Importante lembrar que o bebê pode engolir ar quando amamenta ou se alimenta. Engolir ar aumenta as dores por gases. Uma dor por gases pode ser a pior dor que seu pequeno já sentiu, por isso o choro que não cessa por nada. É importante colocar o bebê bem inclinado para se alimentar, arrotar após as mamadas e colocá-lo para dormir de lado.
Além da posição para alimentação e colocar o bebê para arrotar, há outras maneiras de prevenir a cólica. Fazer compressas mornas na barriga do bebê como colocar uma fralda aquecida ou bolsa com água morna (verifique a temperatura para não causar queimaduras), fazer ginástica com as perninhas do bebê como se ele estivesse “pedalando” e massagear a barriga do bebê com as mãos aquecidas com movimentos circulares, todos esses procedimentos podem ser realizados durante 2 minutos cada um, de 4 a 5 vezes por dia, eles ajudam o bebê a não ter cólicas ou aliviar a dor na hora das crises. Mas atenção, você não precisa aplicar todos os procedimentos como se fosse um rodízio. Aplique um procedimento, se ele já for suficiente você não precisa realizar os outros.
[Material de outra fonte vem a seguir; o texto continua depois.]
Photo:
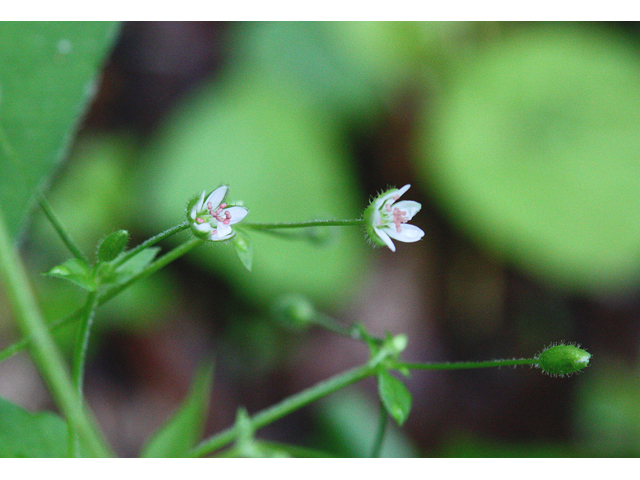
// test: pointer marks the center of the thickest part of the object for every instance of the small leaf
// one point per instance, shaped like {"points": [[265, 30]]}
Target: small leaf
{"points": [[113, 245], [181, 432], [30, 435], [395, 397], [244, 249], [77, 271]]}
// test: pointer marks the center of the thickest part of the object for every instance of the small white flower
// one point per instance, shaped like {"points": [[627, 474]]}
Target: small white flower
{"points": [[385, 219], [211, 219]]}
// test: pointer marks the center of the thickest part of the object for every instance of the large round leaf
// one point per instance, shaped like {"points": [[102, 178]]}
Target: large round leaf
{"points": [[535, 150]]}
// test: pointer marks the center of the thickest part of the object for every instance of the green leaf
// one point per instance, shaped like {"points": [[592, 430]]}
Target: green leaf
{"points": [[533, 150], [244, 249], [28, 435], [113, 245], [47, 79], [135, 264], [77, 271], [395, 396], [282, 159], [184, 428]]}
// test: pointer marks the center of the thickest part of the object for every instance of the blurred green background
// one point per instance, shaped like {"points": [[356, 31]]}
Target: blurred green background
{"points": [[522, 142]]}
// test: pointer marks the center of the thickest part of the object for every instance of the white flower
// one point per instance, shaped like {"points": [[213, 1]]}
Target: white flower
{"points": [[385, 219], [211, 219]]}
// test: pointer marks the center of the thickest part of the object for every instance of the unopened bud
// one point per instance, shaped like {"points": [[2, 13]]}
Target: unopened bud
{"points": [[294, 311], [563, 359]]}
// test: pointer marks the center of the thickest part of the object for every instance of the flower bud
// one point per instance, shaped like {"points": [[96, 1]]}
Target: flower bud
{"points": [[294, 311], [563, 359]]}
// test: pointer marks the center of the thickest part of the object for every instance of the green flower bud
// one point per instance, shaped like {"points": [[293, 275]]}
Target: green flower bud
{"points": [[563, 359], [294, 311]]}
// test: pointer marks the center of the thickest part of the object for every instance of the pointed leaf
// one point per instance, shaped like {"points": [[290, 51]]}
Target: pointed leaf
{"points": [[113, 245], [184, 428], [135, 264], [77, 271], [395, 397]]}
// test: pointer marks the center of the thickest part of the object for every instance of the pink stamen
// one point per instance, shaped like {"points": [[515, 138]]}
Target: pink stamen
{"points": [[217, 213], [399, 217]]}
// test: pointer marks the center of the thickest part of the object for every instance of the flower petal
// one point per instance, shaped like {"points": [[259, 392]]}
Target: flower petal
{"points": [[217, 196], [202, 227], [408, 206], [394, 192], [408, 233], [385, 238], [237, 213]]}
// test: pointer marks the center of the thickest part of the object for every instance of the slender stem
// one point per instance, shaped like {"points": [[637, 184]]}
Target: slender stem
{"points": [[466, 365], [305, 224], [152, 241], [79, 359], [285, 407], [382, 428], [106, 295], [45, 353], [64, 236]]}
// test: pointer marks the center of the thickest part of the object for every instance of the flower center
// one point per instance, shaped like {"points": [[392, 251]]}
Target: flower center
{"points": [[399, 217], [218, 213]]}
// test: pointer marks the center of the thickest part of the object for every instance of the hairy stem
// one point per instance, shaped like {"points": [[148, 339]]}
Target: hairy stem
{"points": [[45, 353], [305, 224], [285, 407]]}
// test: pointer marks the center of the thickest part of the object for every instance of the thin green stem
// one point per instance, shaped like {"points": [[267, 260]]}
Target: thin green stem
{"points": [[79, 360], [64, 236], [305, 224], [466, 365], [382, 429], [45, 353], [107, 294], [285, 407], [152, 241]]}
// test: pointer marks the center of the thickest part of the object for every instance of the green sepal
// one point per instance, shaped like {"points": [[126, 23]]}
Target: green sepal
{"points": [[112, 245], [243, 248], [181, 432], [77, 271], [133, 266], [394, 396], [560, 360]]}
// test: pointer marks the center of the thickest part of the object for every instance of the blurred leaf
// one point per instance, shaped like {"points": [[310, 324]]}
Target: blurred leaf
{"points": [[346, 69], [77, 271], [534, 148], [283, 161], [94, 196], [185, 427], [113, 245], [47, 78], [395, 397], [607, 411], [135, 264], [31, 435]]}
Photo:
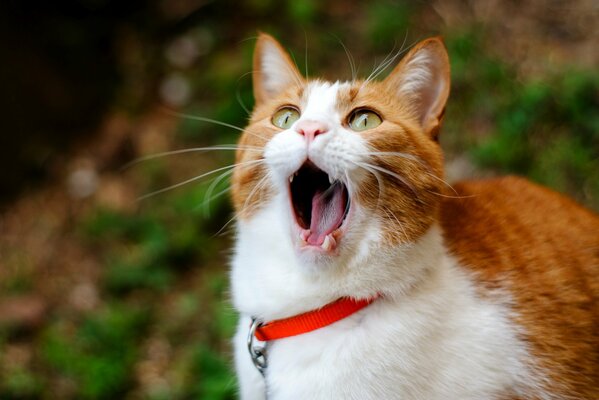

Para evitar o estresse, procure manter o ambiente calmo e quieto enquanto alimenta o bebê ou nos horários mais frequentes da cólica e descubra formas de confortá-lo, cada bebê se sente seguro e amado do seu jeito. Procure não alterar a voz. Se há um problema para resolver ou discutir, faça-o distante do bebê e em voz baixa. A voz alterada da mãe (nervosa) poderá gerar desconforto no bebê levando-o ao estresse e possivelmente desencadear o processo.
Não é cientificamente provado que a alimentação da mamãe pode dar cólica no bebê que amamenta. Mas há muitos relatos de mães sobre isso. Fique atenta se perceber que quando come algum tipo de alimento seu bebê tem cólica. Evite esse alimento pelo menos até os três meses de vida do seu bebê. Os agressores mais comuns são laticínios, chocolate, cafeína, melão, pepino, pimentão, frutas e sucos cítricos e alimentos condimentados.
Na hora da crise o calor ajuda na liberação dos gases que provocam a cólica. Colocar o bebê barriga com barriga com você com as perninhas encolhidas, de barriga no seu antebraço, uma bolsa térmica com água morna na barriga do pequeno ou massagear a barriguinha ajudam na eliminação da dor. Banho morno na banheira poderá ajudar em alguns casos.
Como os homens têm a temperatura do corpo um pouco mais elevada que as mulheres pode ser que as cólicas se resolvam mais rápido quando o bebê é colocado na barriga ou no antebraço do papai ou quando é o papai que faz as massagens.